Conceptual discussion. Many approximations herein.
Basic idea: sound effects and music both react to the game. Typically sound effects react immediately and music reacts a bit slower. Also, sound effects tend to be in the world and music tends to be in the players head. Tendencies only.
Let’s extrapolate. Assume at any given moment there are four independent simultaneous layers. A quadrant:
Fast reacting / In the world.
Fast reacting / In the players head.
Slow reacting / In the world.
Slow reacting / In the players head.
Speed of reaction is on a spectrum. (Immediate, fast, medium, slow, nearly constant.) Diagenics is either / or. (Either tied to a game world object or constant position relative to player.)
Some emotional reactions are delayed. There’s the immediate reaction, which is slightly after the stimulus. And there’s your reflections on that feeling. And there’s your sense of what’s coming next. There’s a sense that you may be hopeful or weary of the future. There’s such a thing as how long you feel a certain way before the feeling subsides a bit. Or maybe the music is tied to the present moment.
Assuming the player wishes to continue playing we can anticipate what he is thinking and his feelings on it. Another way to say it, the mechanics of a game direct the player towards certain thought patterns, and success / failure (deferred success) helps us anticipates his feelings.
How do mechanics effects thoughts? Hypothesis: challenge level. When the challenge level is high enough to demand full attention, focus is towards the present moment. When the challenge level eases off, thoughts go towards reflection (how did I do? How can I do this better?) If the challenge level starts to increase again, the player becomes more future oriented (what can I expect now?) These thoughts are what you use to anticipate a player’s feelings. You can employ strategic ambiguity when you can’t be sure how a player will feel. Challenge level increasing but not yet requiring full attention: an anticipatory moment, future oriented. Maybe player is optimistic, maybe pessimistic. So write in both. What matters is future orientation of music, so nothing is totally certain. Chaotic. Conflicting feelings.
Having an idea of what the player is likely to think / feel helps us with pacing. Need to match and reflect player’s state to gain trust.
Trying to move beyond emotional intensity curves here. A good first step but not always appropriate to the action of a game.
How to represent different time orientations?
Present: minimal variation. Static state. Directly representative of in-game mechanics / state. No reflection, meaning no variation of material once stated.
Reflective: no new material, but endless variations on old material. Slower pace of information. Sense of examining the same thing under many different guises / from different points of view.
Future Oriented: New material. Chaotic, meaning information rate is not fixed, but generally faster. Also, musical grammar never completes. No full sentences. Ideas interrupt each other constantly. (Like a classical development section, but cinematic action fits the bill too.)

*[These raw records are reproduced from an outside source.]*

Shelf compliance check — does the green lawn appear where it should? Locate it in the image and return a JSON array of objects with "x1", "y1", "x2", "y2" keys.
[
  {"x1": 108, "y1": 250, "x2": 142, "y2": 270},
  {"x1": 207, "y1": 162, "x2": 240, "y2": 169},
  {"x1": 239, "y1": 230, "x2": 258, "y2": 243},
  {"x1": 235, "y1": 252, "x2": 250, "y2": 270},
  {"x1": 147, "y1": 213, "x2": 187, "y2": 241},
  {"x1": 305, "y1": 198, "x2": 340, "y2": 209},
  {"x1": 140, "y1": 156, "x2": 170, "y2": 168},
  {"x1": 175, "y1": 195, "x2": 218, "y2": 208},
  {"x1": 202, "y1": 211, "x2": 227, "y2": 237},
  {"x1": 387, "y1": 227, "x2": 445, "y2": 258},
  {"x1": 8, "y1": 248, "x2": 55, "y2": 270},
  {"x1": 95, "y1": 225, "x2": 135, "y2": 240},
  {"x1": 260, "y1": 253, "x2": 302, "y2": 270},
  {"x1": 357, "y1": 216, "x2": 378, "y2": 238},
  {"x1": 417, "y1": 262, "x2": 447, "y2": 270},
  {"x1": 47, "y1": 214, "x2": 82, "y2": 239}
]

This suggests ways for music to flow. FMOD implementation ideas: future orientation leading to a present state… perhaps the future orientation is cycling through many ideas over loop. (Perhaps the length of the loop, meaning the number of ideas in it, increases as the high score increases). Eventually you reach the point where your full attention is required. We could say this is when you reach the current high score (of the session.) Each moment of the future loop is ready to become a present state. New material suddenly stops being introduced and is repeated with minimal variation tied directly to the game state / mechanics. (Which means its complexity increases directly with the game.)
So, a future loop could have sections a, b, c, d, e. And there would be equal number of present-oriented deep examinations of each: A’, B’, C’, etc, ready to transition at the drop of a hat. (I think going to a reflective area is a little easier because the use of space of sound design aided transitions helps a lot.)
Extrapolating, where you are in one loop determines where you start in the next. This allows on-a-dime transitions with minimal (still plenty) transition material.
So far this has been about short and long time reactions. The short reactions happen the most during present, steady state music. The longer reactions determine which time orientation you are in and are connected to challenge level and high score.
Left out of discussion: long scale in-world sounds. (ambiance.) This suggests that changes in challenge level might correspond with a change in level / visual information, to justify a change in ambiance. Otherwise, ambient intensity could be a slow moving thing.